Optimizing for stable tools that don’t create perpetual work

Time is an incredibly important asset.

I come from a Ruby on Rails background. The progress of Rails updates & JS frameworks has been amazing & constant. Each new Rails patch brings with it some work to stay current. It’s not Rails’s fault since there are always new features or security issues that arise. Having a well maintained framework, such as Rails, is a huge boon for the community.

With any programmer tool, you generally want to be on the current stable release (for a variety of reasons including security & bug fixes). The issue is that upgrading to the latest stable version creates a never ending stream of (hopefully small) work.

Even if you went without a framework (Rails, Django, etc.), your server is running on a suite of tools. You’ll need to keep your OS (even LTS) and most likely nginx up to date.

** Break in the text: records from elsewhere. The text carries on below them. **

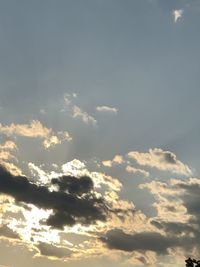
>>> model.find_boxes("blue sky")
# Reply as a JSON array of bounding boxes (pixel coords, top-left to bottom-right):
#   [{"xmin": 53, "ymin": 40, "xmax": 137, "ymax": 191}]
[{"xmin": 0, "ymin": 1, "xmax": 200, "ymax": 266}]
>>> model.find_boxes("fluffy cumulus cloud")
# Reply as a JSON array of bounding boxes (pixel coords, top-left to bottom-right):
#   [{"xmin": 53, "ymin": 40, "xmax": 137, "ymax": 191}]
[
  {"xmin": 102, "ymin": 148, "xmax": 191, "ymax": 178},
  {"xmin": 61, "ymin": 159, "xmax": 122, "ymax": 192},
  {"xmin": 0, "ymin": 120, "xmax": 72, "ymax": 149},
  {"xmin": 102, "ymin": 155, "xmax": 124, "ymax": 168},
  {"xmin": 96, "ymin": 106, "xmax": 118, "ymax": 115},
  {"xmin": 127, "ymin": 148, "xmax": 192, "ymax": 176}
]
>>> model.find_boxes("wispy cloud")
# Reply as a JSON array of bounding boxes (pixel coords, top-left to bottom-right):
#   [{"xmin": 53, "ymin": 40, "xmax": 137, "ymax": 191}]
[
  {"xmin": 72, "ymin": 105, "xmax": 97, "ymax": 126},
  {"xmin": 64, "ymin": 93, "xmax": 97, "ymax": 126},
  {"xmin": 126, "ymin": 165, "xmax": 149, "ymax": 177},
  {"xmin": 0, "ymin": 120, "xmax": 72, "ymax": 149},
  {"xmin": 172, "ymin": 9, "xmax": 183, "ymax": 23},
  {"xmin": 96, "ymin": 106, "xmax": 118, "ymax": 115}
]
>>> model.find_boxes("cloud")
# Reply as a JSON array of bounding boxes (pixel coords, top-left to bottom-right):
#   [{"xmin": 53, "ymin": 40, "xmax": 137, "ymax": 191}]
[
  {"xmin": 61, "ymin": 159, "xmax": 122, "ymax": 192},
  {"xmin": 0, "ymin": 141, "xmax": 21, "ymax": 176},
  {"xmin": 0, "ymin": 141, "xmax": 17, "ymax": 150},
  {"xmin": 72, "ymin": 106, "xmax": 97, "ymax": 126},
  {"xmin": 51, "ymin": 175, "xmax": 93, "ymax": 195},
  {"xmin": 0, "ymin": 225, "xmax": 20, "ymax": 240},
  {"xmin": 127, "ymin": 148, "xmax": 192, "ymax": 176},
  {"xmin": 0, "ymin": 165, "xmax": 109, "ymax": 229},
  {"xmin": 43, "ymin": 135, "xmax": 61, "ymax": 148},
  {"xmin": 102, "ymin": 155, "xmax": 124, "ymax": 168},
  {"xmin": 100, "ymin": 229, "xmax": 179, "ymax": 254},
  {"xmin": 140, "ymin": 180, "xmax": 190, "ymax": 222},
  {"xmin": 0, "ymin": 151, "xmax": 15, "ymax": 162},
  {"xmin": 0, "ymin": 164, "xmax": 134, "ymax": 232},
  {"xmin": 36, "ymin": 242, "xmax": 72, "ymax": 259},
  {"xmin": 102, "ymin": 160, "xmax": 113, "ymax": 167},
  {"xmin": 140, "ymin": 177, "xmax": 200, "ymax": 257},
  {"xmin": 0, "ymin": 120, "xmax": 50, "ymax": 138},
  {"xmin": 43, "ymin": 131, "xmax": 72, "ymax": 149},
  {"xmin": 64, "ymin": 94, "xmax": 97, "ymax": 126},
  {"xmin": 150, "ymin": 220, "xmax": 195, "ymax": 236},
  {"xmin": 96, "ymin": 106, "xmax": 118, "ymax": 115},
  {"xmin": 126, "ymin": 165, "xmax": 149, "ymax": 177},
  {"xmin": 173, "ymin": 9, "xmax": 184, "ymax": 23},
  {"xmin": 0, "ymin": 120, "xmax": 72, "ymax": 149},
  {"xmin": 64, "ymin": 94, "xmax": 118, "ymax": 125}
]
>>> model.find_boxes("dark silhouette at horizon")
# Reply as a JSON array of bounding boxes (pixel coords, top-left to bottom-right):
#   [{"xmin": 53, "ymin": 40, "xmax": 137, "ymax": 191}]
[{"xmin": 185, "ymin": 258, "xmax": 200, "ymax": 267}]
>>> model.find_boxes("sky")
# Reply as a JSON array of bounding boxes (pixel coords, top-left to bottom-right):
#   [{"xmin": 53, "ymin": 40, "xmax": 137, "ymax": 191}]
[{"xmin": 0, "ymin": 0, "xmax": 200, "ymax": 266}]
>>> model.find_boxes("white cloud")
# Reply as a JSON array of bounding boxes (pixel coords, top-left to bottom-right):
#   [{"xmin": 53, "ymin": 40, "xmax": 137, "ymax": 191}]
[
  {"xmin": 126, "ymin": 165, "xmax": 149, "ymax": 177},
  {"xmin": 0, "ymin": 141, "xmax": 17, "ymax": 150},
  {"xmin": 43, "ymin": 131, "xmax": 72, "ymax": 149},
  {"xmin": 64, "ymin": 93, "xmax": 97, "ymax": 126},
  {"xmin": 102, "ymin": 155, "xmax": 124, "ymax": 168},
  {"xmin": 173, "ymin": 9, "xmax": 183, "ymax": 23},
  {"xmin": 96, "ymin": 106, "xmax": 118, "ymax": 115},
  {"xmin": 127, "ymin": 148, "xmax": 192, "ymax": 176},
  {"xmin": 0, "ymin": 120, "xmax": 50, "ymax": 138},
  {"xmin": 72, "ymin": 105, "xmax": 97, "ymax": 126},
  {"xmin": 0, "ymin": 120, "xmax": 72, "ymax": 149},
  {"xmin": 0, "ymin": 140, "xmax": 21, "ymax": 175},
  {"xmin": 62, "ymin": 159, "xmax": 122, "ymax": 192},
  {"xmin": 102, "ymin": 160, "xmax": 113, "ymax": 167}
]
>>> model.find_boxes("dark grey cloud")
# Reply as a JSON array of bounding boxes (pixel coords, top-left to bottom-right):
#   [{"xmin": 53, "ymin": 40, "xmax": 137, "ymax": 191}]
[
  {"xmin": 0, "ymin": 165, "xmax": 107, "ymax": 229},
  {"xmin": 163, "ymin": 152, "xmax": 177, "ymax": 164},
  {"xmin": 0, "ymin": 225, "xmax": 20, "ymax": 240},
  {"xmin": 37, "ymin": 242, "xmax": 72, "ymax": 258},
  {"xmin": 151, "ymin": 220, "xmax": 195, "ymax": 236},
  {"xmin": 176, "ymin": 181, "xmax": 200, "ymax": 225},
  {"xmin": 51, "ymin": 175, "xmax": 93, "ymax": 195},
  {"xmin": 100, "ymin": 229, "xmax": 179, "ymax": 254}
]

Perhaps you want to outsource server maintenance, so you’re using Heroku. You’ll have to keep your configs compliant with the Heroku deployment framework & best practices.

What I’m getting at is that there are so many incredible tools available to developers today. Oftentimes, these tools are free and constantly get better & faster over time.

I’m wondering if there is, or if it would be possible to create developer tools that are optimized for API stability. No more figuring how to do things the framework-way every several months. Setup once, use forever. When you’re able to minimize the present value amount of time spent maintaining a tool, you’re freeing your future self to work on higher value tasks.

Misc Rails Integration Test Tips

I attended an Automated Testing meetup yesterday. In my experience, integration tests turn your speedy test suite into a slowpoke. Here are some different tips and gems to consider using in your tests:

  • rack_session_access Gem
    Instead of making a user log in with capybara, why not set the user_id in the session. This gem sounds amazing.
  • fuubar Gem
    Another way to format your test results. Perhaps you’d like to use a progress slider.
  • rspec-retry Gem
    If a test does not pass on the first try, you can run it again until it passes. This feels like a code smell. In the meetup, the speaker mentioned that they were running their tests against live web requests (instead of pre-recorded requests).
  • Page Objects
    Capybara syntax seems procedural since you are telling it to visit a path and click on things. With page objects, you can have DRY code that abstracts away all the step by step page interactions with something like ProjectPageObject.create
  • View Tests
    Instead of doing full blown integration (feature) testing that uses a browser, you can try view tests that assert things are found on your page.

Hopefully you can use some of these tips to improve your test suite.